И Грачев рассказал, как парикмахер, заканчивая бритье генерала, поднял угол занавески на окне, Каминский на улице снял фуражку, давая понять этим сигналом Грачеву, что Функ вот-вот выйдет. Грачев не спеша, с достоинством офицера открыл тяжелую дверь парадного входа судебной палаты и уже без всякого достоинства взбежал по пустынной лестнице на второй этаж. Тут он, опять же чинно, прошел в приемную «верховного судьи Украины», осведомился у секретарши, у себя ли герр генерал. Это на тот случай, чтобы не обознаться, как раньше получилось, когда он вместо генерала Даргеля пристрелил генерала Геля. Хотя последний и стоил первого, но своей ошибкой Николай Васильевич поставил командование отряда в неловкое положение. Москва тогда пожурила Медведева за неточную информацию.
…Одновременно с ответом секретарши Грачев услышал, как ухнула тяжелая дверь внизу. Выйдя из приемной, он устремился вниз по лестнице. На последней площадке он чуть не налетел на генерала, поднимавшегося медленно, с одышкой. Грачев подобострастно отпрянул в сторону — проходите, мол, — и нажал на спуск… Перепрыгнув через рухнувшее тело палача, он в три прыжка миновал нижний марш лестницы, на мгновение задержался у дверей и спокойно вышел.
У подъезда стояла тюремная машина, из которой эсэсовцы выволакивали подсудимых. Позади разгружалась машина охраны. На пути Грачева стояли три или четыре офицера и в недоумении смотрели на окна второго этажа. Они спросили Грачева, слышал ли он выстрелы там, наверху. Грачев вместе с ними задрал голову, потом пожал плечами, взглянул на часы и деловито зашагал вдоль фасада.
Ноги его рвались в бег, но он сдерживал себя. Вот и угол дома. Не оглядываясь, завернул на безлюдную Школьную и бросился бежать. Скорей бы через каменную ограду, а она, проклятая, около двух метров высотой… Если бы ему в спокойной обстановке велели перелезть ее, он бы, наверное, искал, что подставить, примеривался бы так и сяк. А тут не помнит, как перемахнул через ограду, пригибаясь, пробежал проходным двором, выскочил в переулок, где, подрагивая, тарахтел на полуоборотах «адлер» Струтинского. Как только Грачев ввалился в распахнутую дверцу, Николай дал полный газ (Каминский остался наблюдать последствия покушения).
…Когда Грачев и Струтинский на бешеной скорости мчались через контрольный пункт на выезде из Ровно, часовые едва успели вскинуть в приветствии руки, так как в подобных лимузинах и на такой скорости ездило крупное фашистское начальство.
— А через какой-нибудь час, — весело заканчивал рассказ Грачев, — мы были уже на нашем оржев-ском «маяке», с которого нас, как высоких гостей, эскорт разведчиков препроводил на следующий «маяк», в этот ваш лесной «санаторий».
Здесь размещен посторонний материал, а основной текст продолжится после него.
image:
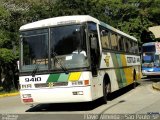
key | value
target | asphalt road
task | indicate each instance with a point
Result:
(141, 100)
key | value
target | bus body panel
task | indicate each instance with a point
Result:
(58, 95)
(151, 59)
(79, 86)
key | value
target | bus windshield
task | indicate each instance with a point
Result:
(68, 43)
(34, 50)
(150, 48)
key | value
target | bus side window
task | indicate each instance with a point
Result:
(120, 43)
(114, 43)
(127, 45)
(105, 41)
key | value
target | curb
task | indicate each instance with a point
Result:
(156, 86)
(9, 94)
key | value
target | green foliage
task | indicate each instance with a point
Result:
(131, 16)
(6, 55)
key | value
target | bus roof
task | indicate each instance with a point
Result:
(70, 19)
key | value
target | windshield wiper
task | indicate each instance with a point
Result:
(62, 67)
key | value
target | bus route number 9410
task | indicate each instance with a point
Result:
(33, 79)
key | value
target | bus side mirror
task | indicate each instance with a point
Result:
(94, 43)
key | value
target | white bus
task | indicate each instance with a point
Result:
(74, 59)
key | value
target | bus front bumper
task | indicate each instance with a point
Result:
(56, 95)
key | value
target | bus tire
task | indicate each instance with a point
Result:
(105, 92)
(134, 79)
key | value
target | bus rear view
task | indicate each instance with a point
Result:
(150, 59)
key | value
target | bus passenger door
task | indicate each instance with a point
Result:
(94, 56)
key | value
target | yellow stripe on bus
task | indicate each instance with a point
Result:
(74, 76)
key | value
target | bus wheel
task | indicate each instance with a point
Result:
(134, 79)
(105, 92)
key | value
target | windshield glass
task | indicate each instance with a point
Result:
(150, 48)
(69, 44)
(34, 50)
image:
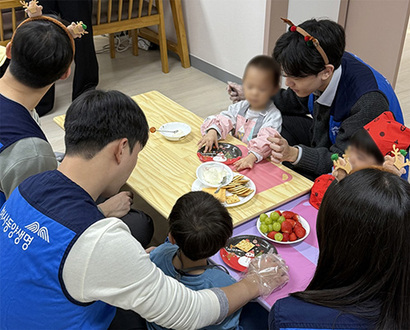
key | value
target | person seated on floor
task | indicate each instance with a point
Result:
(370, 146)
(199, 226)
(362, 276)
(56, 246)
(373, 144)
(253, 120)
(331, 94)
(40, 53)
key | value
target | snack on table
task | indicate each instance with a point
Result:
(221, 195)
(214, 175)
(237, 186)
(245, 245)
(232, 199)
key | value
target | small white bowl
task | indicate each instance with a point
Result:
(205, 166)
(183, 131)
(302, 220)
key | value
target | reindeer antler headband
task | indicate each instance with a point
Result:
(310, 41)
(34, 12)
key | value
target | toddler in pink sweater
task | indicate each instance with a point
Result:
(252, 120)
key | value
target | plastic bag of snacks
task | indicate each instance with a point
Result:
(269, 271)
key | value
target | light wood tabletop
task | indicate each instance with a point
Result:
(166, 169)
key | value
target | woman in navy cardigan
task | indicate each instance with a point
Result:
(362, 280)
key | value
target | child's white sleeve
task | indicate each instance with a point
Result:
(224, 122)
(259, 146)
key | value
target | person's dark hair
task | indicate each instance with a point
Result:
(363, 233)
(41, 53)
(97, 118)
(363, 141)
(200, 225)
(266, 63)
(299, 60)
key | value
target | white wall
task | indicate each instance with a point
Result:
(302, 10)
(224, 33)
(228, 33)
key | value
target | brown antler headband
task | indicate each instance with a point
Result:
(310, 41)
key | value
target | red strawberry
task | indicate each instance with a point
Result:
(298, 225)
(300, 232)
(293, 222)
(292, 237)
(286, 227)
(272, 234)
(288, 214)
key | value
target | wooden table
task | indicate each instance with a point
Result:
(166, 170)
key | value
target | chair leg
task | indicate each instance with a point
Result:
(134, 36)
(180, 32)
(162, 38)
(112, 45)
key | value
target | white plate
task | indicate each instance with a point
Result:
(197, 186)
(184, 128)
(201, 168)
(302, 220)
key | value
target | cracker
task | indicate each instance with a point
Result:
(221, 195)
(232, 199)
(245, 245)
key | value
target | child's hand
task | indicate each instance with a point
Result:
(389, 165)
(235, 92)
(246, 162)
(208, 140)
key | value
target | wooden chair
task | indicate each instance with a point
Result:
(181, 46)
(111, 16)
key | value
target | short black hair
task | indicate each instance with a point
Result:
(96, 118)
(200, 225)
(41, 53)
(266, 63)
(299, 60)
(362, 140)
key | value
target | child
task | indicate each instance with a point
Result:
(252, 120)
(371, 145)
(199, 228)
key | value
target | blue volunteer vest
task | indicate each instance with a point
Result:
(41, 221)
(358, 78)
(16, 124)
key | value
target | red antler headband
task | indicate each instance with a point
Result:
(310, 41)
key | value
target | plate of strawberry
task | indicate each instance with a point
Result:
(283, 227)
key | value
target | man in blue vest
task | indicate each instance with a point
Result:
(40, 53)
(331, 94)
(63, 264)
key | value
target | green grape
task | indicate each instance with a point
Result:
(263, 217)
(278, 237)
(264, 228)
(274, 216)
(268, 221)
(276, 226)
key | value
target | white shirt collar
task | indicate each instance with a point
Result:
(327, 97)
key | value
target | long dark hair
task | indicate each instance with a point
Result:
(363, 231)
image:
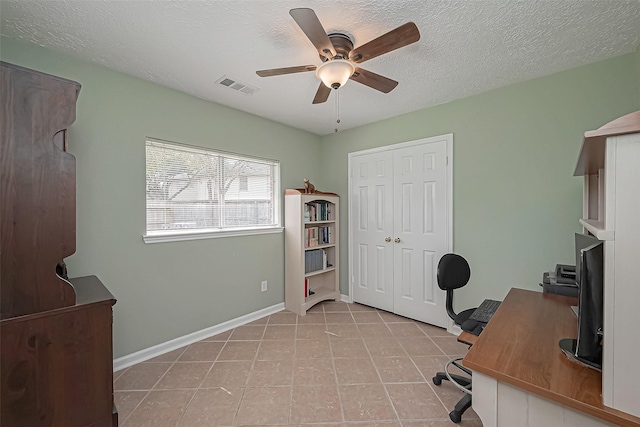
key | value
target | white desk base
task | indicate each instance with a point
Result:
(501, 405)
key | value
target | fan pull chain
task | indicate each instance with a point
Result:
(337, 110)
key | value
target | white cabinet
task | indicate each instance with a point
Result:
(610, 163)
(311, 249)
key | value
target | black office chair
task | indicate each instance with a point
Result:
(453, 273)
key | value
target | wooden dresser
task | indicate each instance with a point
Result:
(56, 363)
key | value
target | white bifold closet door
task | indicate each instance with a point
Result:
(400, 226)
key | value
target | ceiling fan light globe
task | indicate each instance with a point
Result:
(335, 73)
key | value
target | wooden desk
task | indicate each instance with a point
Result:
(467, 338)
(518, 352)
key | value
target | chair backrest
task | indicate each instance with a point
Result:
(453, 273)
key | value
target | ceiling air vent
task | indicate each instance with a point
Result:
(237, 85)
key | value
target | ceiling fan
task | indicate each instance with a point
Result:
(339, 58)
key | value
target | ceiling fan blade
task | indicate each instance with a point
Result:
(309, 23)
(287, 70)
(373, 80)
(322, 94)
(394, 39)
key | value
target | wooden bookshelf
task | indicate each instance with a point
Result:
(311, 249)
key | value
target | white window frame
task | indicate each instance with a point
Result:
(161, 236)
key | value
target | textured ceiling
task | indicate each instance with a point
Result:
(466, 47)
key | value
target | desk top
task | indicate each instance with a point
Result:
(519, 346)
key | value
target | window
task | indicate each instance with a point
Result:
(195, 193)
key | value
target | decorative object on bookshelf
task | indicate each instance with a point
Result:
(309, 187)
(311, 249)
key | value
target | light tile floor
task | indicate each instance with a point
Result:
(345, 365)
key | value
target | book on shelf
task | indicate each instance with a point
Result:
(315, 260)
(317, 211)
(314, 236)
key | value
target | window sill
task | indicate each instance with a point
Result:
(198, 235)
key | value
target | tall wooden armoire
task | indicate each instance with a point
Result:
(56, 363)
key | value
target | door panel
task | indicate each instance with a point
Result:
(372, 200)
(421, 204)
(402, 195)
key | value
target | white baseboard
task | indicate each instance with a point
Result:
(165, 347)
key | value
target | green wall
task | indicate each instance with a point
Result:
(516, 202)
(164, 290)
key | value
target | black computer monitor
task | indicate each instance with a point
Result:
(582, 241)
(587, 348)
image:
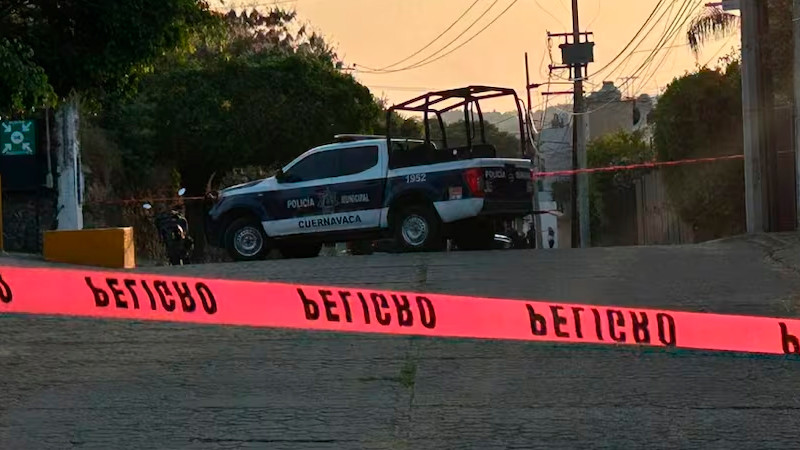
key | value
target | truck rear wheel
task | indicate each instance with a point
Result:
(417, 228)
(298, 250)
(245, 240)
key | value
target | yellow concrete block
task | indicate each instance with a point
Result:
(103, 247)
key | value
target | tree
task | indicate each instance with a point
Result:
(23, 83)
(700, 115)
(85, 48)
(253, 95)
(714, 23)
(615, 149)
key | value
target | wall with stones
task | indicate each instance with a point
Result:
(26, 215)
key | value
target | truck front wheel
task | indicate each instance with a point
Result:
(417, 228)
(245, 239)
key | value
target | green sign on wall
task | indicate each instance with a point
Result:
(17, 137)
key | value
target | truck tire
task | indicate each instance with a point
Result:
(298, 250)
(418, 228)
(474, 235)
(245, 240)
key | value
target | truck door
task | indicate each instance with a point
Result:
(330, 190)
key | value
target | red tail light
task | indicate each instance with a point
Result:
(474, 179)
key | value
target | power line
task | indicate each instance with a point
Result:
(421, 64)
(678, 26)
(669, 32)
(647, 21)
(427, 58)
(434, 39)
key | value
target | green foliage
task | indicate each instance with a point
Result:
(23, 83)
(92, 46)
(615, 149)
(249, 99)
(715, 24)
(406, 127)
(700, 115)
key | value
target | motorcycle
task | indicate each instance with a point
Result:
(173, 228)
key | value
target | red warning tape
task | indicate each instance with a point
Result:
(647, 165)
(279, 305)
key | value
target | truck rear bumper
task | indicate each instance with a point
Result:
(455, 210)
(507, 207)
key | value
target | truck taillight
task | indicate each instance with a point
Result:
(474, 179)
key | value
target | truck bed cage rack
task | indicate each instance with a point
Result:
(439, 102)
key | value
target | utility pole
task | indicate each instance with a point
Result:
(579, 139)
(533, 152)
(759, 158)
(796, 35)
(576, 56)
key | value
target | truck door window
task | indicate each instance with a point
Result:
(314, 167)
(355, 160)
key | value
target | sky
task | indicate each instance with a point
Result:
(377, 33)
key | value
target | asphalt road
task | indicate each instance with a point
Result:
(69, 383)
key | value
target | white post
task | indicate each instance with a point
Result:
(796, 33)
(753, 181)
(70, 178)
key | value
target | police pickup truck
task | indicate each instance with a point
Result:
(357, 188)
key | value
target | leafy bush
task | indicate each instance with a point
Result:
(700, 115)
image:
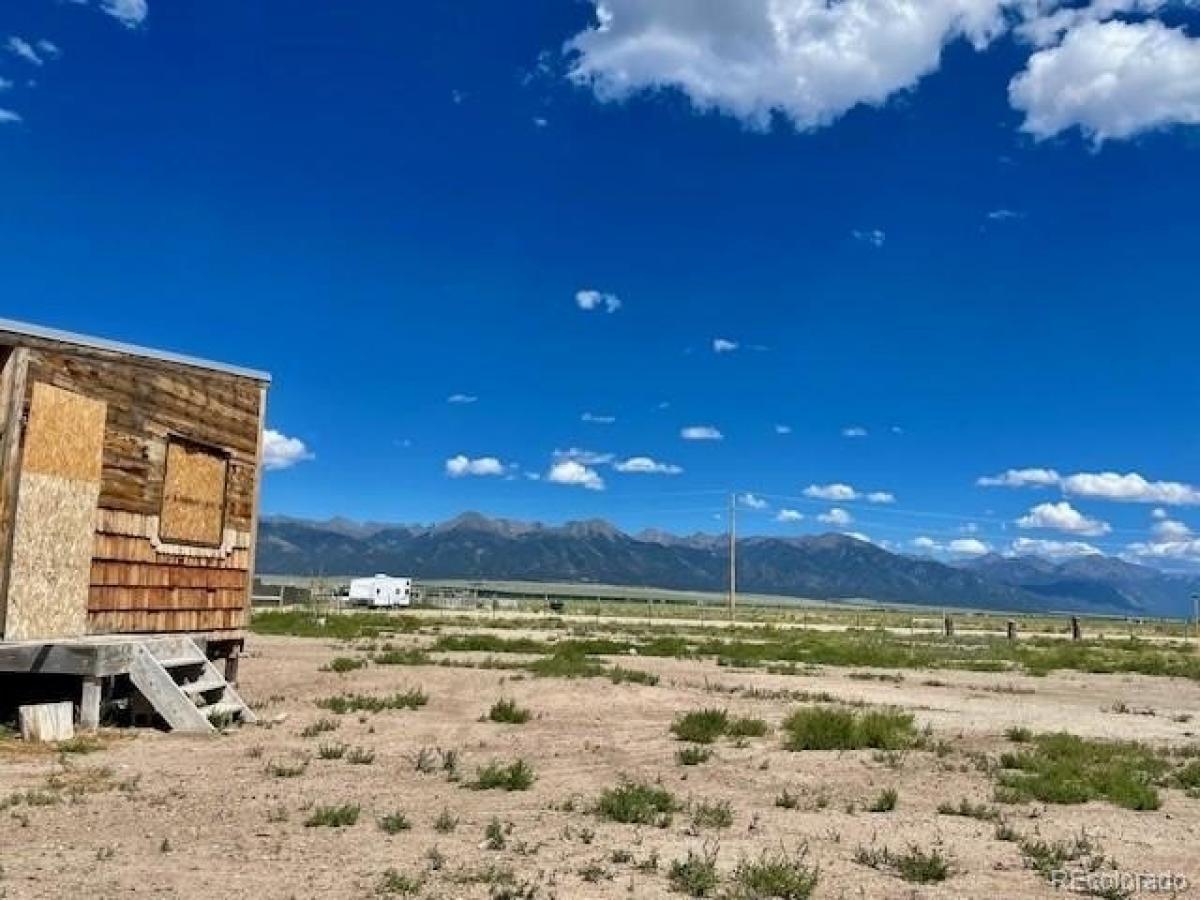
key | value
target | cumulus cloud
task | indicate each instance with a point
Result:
(1125, 487)
(1171, 541)
(463, 466)
(959, 546)
(1021, 478)
(647, 466)
(586, 457)
(1111, 79)
(593, 300)
(831, 492)
(1051, 550)
(837, 516)
(875, 237)
(969, 547)
(130, 13)
(569, 472)
(839, 492)
(1131, 487)
(282, 453)
(24, 49)
(1063, 517)
(807, 60)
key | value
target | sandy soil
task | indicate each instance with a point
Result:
(160, 815)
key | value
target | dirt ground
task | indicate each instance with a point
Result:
(171, 816)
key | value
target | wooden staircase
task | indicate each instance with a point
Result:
(183, 687)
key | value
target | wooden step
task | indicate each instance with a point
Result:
(204, 685)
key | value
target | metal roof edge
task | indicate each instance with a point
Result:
(12, 327)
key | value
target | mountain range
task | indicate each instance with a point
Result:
(825, 567)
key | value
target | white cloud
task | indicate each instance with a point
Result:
(462, 466)
(130, 13)
(585, 457)
(959, 546)
(1131, 487)
(1063, 517)
(1171, 541)
(969, 547)
(282, 453)
(831, 492)
(23, 48)
(1111, 79)
(837, 516)
(875, 237)
(1053, 550)
(1021, 478)
(647, 466)
(1187, 551)
(1128, 487)
(1169, 529)
(807, 60)
(591, 300)
(569, 472)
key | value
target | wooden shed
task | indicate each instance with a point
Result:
(129, 497)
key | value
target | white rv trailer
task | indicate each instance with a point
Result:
(382, 591)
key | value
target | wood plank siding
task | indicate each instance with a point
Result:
(139, 580)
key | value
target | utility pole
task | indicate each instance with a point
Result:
(733, 556)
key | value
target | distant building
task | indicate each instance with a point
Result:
(382, 591)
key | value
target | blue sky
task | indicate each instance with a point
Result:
(963, 246)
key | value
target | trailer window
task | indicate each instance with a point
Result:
(193, 495)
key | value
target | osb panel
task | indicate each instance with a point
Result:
(193, 496)
(51, 557)
(150, 403)
(65, 435)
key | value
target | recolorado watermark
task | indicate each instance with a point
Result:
(1115, 883)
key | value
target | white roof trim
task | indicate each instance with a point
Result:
(23, 329)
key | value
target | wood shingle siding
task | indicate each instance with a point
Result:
(193, 575)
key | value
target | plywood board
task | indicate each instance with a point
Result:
(65, 435)
(193, 496)
(55, 515)
(51, 558)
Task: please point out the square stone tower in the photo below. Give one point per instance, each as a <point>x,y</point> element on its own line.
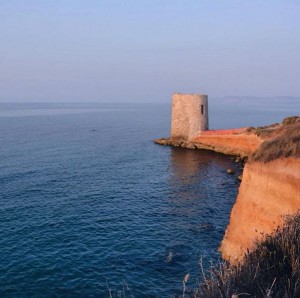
<point>189,115</point>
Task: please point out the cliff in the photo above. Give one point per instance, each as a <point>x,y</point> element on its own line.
<point>270,189</point>
<point>242,142</point>
<point>267,193</point>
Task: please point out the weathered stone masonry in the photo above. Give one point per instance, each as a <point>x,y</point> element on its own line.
<point>189,115</point>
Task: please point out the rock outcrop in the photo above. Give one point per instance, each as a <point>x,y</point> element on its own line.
<point>231,142</point>
<point>268,192</point>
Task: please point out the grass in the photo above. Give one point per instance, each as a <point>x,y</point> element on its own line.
<point>272,269</point>
<point>285,144</point>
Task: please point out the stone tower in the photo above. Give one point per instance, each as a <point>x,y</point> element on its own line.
<point>189,115</point>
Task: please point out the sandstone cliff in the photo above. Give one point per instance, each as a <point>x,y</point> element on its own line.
<point>267,193</point>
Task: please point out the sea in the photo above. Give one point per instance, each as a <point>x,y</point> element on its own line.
<point>91,207</point>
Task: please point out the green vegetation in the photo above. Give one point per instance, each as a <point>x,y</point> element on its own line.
<point>286,144</point>
<point>272,269</point>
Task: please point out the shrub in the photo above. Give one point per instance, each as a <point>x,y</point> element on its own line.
<point>272,269</point>
<point>287,144</point>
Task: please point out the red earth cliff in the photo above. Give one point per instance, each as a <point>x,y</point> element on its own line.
<point>268,192</point>
<point>232,142</point>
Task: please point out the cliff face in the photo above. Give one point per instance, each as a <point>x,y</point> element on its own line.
<point>232,142</point>
<point>242,144</point>
<point>268,192</point>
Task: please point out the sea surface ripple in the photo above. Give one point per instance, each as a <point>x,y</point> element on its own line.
<point>90,205</point>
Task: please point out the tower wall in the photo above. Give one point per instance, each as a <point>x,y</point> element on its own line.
<point>189,115</point>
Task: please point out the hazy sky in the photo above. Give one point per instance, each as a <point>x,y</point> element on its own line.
<point>143,50</point>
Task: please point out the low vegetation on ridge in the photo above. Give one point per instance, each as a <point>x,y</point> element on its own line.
<point>272,269</point>
<point>285,141</point>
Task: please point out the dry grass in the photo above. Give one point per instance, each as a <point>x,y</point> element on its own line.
<point>272,269</point>
<point>285,144</point>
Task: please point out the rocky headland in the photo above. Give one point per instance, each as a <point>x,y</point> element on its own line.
<point>270,187</point>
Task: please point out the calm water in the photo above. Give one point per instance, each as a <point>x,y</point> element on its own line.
<point>89,204</point>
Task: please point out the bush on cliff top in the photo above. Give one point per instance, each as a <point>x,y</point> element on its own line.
<point>272,269</point>
<point>286,144</point>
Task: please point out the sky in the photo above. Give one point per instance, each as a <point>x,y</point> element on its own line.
<point>144,50</point>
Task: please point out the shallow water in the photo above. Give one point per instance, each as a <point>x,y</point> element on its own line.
<point>90,204</point>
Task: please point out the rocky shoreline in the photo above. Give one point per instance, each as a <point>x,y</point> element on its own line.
<point>270,188</point>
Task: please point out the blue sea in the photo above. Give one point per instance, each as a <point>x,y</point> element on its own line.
<point>91,207</point>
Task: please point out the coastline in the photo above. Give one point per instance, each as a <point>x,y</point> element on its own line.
<point>269,190</point>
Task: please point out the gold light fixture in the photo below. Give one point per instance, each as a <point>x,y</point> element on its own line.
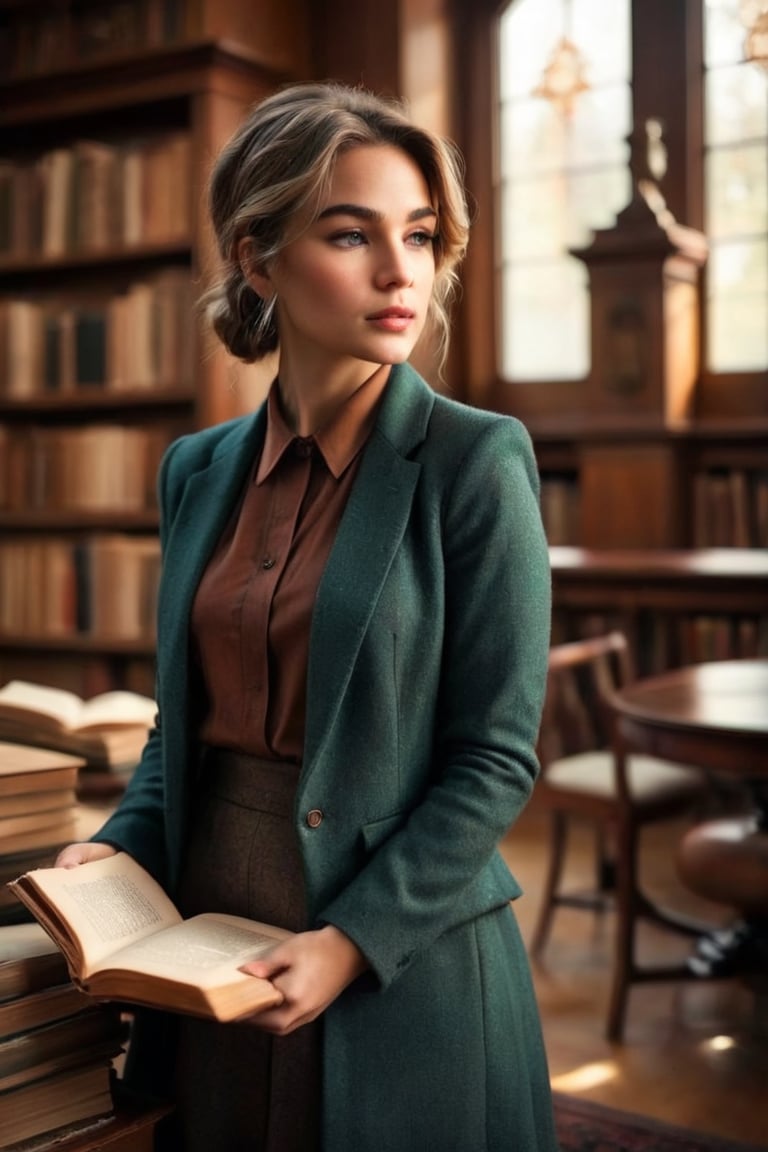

— Ваше счастье, Николай Васильевич, что вы опоздали в наш «санаторий» к празднику, — съехидничал я[3], покачивая на перевязи свою почти залеченную правую руку. — Восьмого ноября тут у нас было веселье!
— Слышал, слышал, как же, — подхватил Грачев. — И даже видел в городе остатки разбитого вами карательного полка. А смертельно раненный их командир генерал фон Пиппер, именовавший себя «майстер тодт» (мастером смерти), говорят, сам сыграл в ящик. Все ровенское подполье в неописуемом восторге от этой победы медведевцев. В городе только и разговоров об этом. — Грачев долго еще расточал похвалы всему отряду и каждому из нас.
Но мы-то знали, что наши нелегкие лесные дела не идут ни в какое сравнение с его подвигами в городе. Какая смелость замыслов, какая непреклонная воля в их исполнении, поистине актерская способность к перевоплощению, мгновенная реакция, сметка, риск! Какое самообладание — диву даешься.
Однако не подвиги Кузнецова, не его буквально артистическое умение мгновенно перевоплощаться в надменного и холодного прусского офицера, а то, что оставалось за этим перевоплощением, что, видимо, составляло его душу, больше всего поражало людей, близко знавших Николая Ивановича. В отряде Кузнецов был постоянно сдержан, немногословен, сосредоточен на своей работе, и было такое впечатление, что что-то постоянно тяготит его. Поначалу друзья принимали эти черты за его характер. И только изредка прорывалось в нем нечто такое, что не вязалось с этим его обликом, казалось чужим, наносным, даже фальшивым. Случалось, его видели на привалах читающим стихи. Особенно он любил горьковскую «Песнь о Соколе».
Валентина Константиновна Довгер рассказывает:
— После тяжелого, напряженного дня, когда приходилось много раз смотреть смерти в глаза, Николай Иванович очень любил вспоминать прошлое, помечтать о будущем. Несмотря на сильное перенапряжение, мы могли просидеть всю ночь у печки, в которой теплился огонек, и говорить до зари. Читали Пушкина, слушали Чайковского. Да, жизнь в то время была сложной. И те несколько часов, когда мы могли сбросить маску, были для нас большим счастьем. Кузнецов не раз повторял: «Пусть даже не все будет так, как мы мечтаем, но как хорошо помечтать…»
Товарищи вспоминают, как однажды во время боя Кузнецов запел. Группа, с которой Грачев возвращался из города в отряд, попала в засаду. Гитлеровцы встретили партизан на узком мосту кинжальным пулеметным огнем. Командир группы растерялся, приказал разворачивать повозки. Дремавший в последней повозке Грачев вскочил. Его металлический голос перекрыл пулеметы: «Вперед, только вперед! — И он запел: «Нам нет преград ни в море, ни на суше…» Лошади вынесли в гору. Засада была сметена. А Кузнецов, стоя на высоком берегу, продолжал петь «Марш энтузиастов». Иногда у костра он вдруг затягивал протяжную уральскую песню, внезапно обрывал и хмурился и после этого был особенно молчалив и замкнут. И только однажды в доверительной беседе с А. В. Цессарским он дал выход обуревавшим его чувствам:
— Разведка — нечеловеческое дело, она калечит Душу…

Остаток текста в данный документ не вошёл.